I agree with you that driving manually will become a luxury but it's important to recognise that it will manifest as a discount on self driving, not a surcharge on manual.
The only way in which I can see a surcharge on manual happening is if it becomes so incredibly rare that it becomes a niche product, or if there ends up being a bias e.g. it turns out that the pool of manual drivers is now biased towards people who like to drive in a risky manner.
If anything, in a competitive market that is able to price individual risk appropriately, the cost of manual insurance for you or I should be lower in the self driving world, because most other drivers are now "superhuman" and thus we should get into fewer accidents.
And historically has this competitive market manifested itself? Or have insurance companies instead vastly changed from their 'distributed risk' origins and instead act more as corporate entities with profits at the forefront, where the moment you actually use them the cost of being insured rises?
I don't think insurance companies need to distribute risk from auto insurance. They do, however, need it for property insurance. Floods, earthquakes, and fires and level thousands of homes quickly. There isn't any risk like that for driving.
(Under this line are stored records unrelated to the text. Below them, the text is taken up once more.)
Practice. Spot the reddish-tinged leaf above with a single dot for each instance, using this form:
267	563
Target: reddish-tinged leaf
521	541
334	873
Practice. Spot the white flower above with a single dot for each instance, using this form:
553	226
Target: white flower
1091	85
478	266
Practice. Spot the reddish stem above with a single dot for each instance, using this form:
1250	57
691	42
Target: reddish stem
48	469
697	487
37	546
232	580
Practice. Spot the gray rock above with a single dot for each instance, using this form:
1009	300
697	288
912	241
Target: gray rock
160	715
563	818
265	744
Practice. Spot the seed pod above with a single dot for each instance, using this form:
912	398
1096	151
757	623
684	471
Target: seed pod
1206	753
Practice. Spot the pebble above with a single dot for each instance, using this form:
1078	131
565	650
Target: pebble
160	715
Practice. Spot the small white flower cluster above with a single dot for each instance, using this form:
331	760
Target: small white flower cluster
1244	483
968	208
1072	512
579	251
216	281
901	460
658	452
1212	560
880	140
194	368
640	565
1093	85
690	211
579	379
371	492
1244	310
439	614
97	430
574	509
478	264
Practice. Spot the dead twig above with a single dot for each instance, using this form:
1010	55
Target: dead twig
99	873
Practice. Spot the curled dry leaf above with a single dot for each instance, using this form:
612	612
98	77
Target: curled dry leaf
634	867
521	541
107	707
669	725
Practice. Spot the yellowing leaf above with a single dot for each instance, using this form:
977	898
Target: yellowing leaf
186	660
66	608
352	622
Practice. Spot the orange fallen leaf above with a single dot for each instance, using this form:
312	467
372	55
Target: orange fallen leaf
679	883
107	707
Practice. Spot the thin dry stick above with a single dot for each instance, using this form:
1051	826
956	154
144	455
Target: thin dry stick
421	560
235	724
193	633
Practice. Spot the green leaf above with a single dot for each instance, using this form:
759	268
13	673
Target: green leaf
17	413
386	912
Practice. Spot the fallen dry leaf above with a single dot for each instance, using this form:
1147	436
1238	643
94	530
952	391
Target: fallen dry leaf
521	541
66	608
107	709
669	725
The only way in which I can see a surcharge on manual happening is if it becomes so incredibly rare that it becomes a niche product, or if there ends up being a bias e.g. it turns out that the pool of manual drivers is now biased towards people who like to drive in a risky manner.
If anything, in a competitive market that is able to price individual risk appropriately, the cost of manual insurance for you or I should be lower in the self driving world, because most other drivers are now "superhuman" and thus we should get into fewer accidents.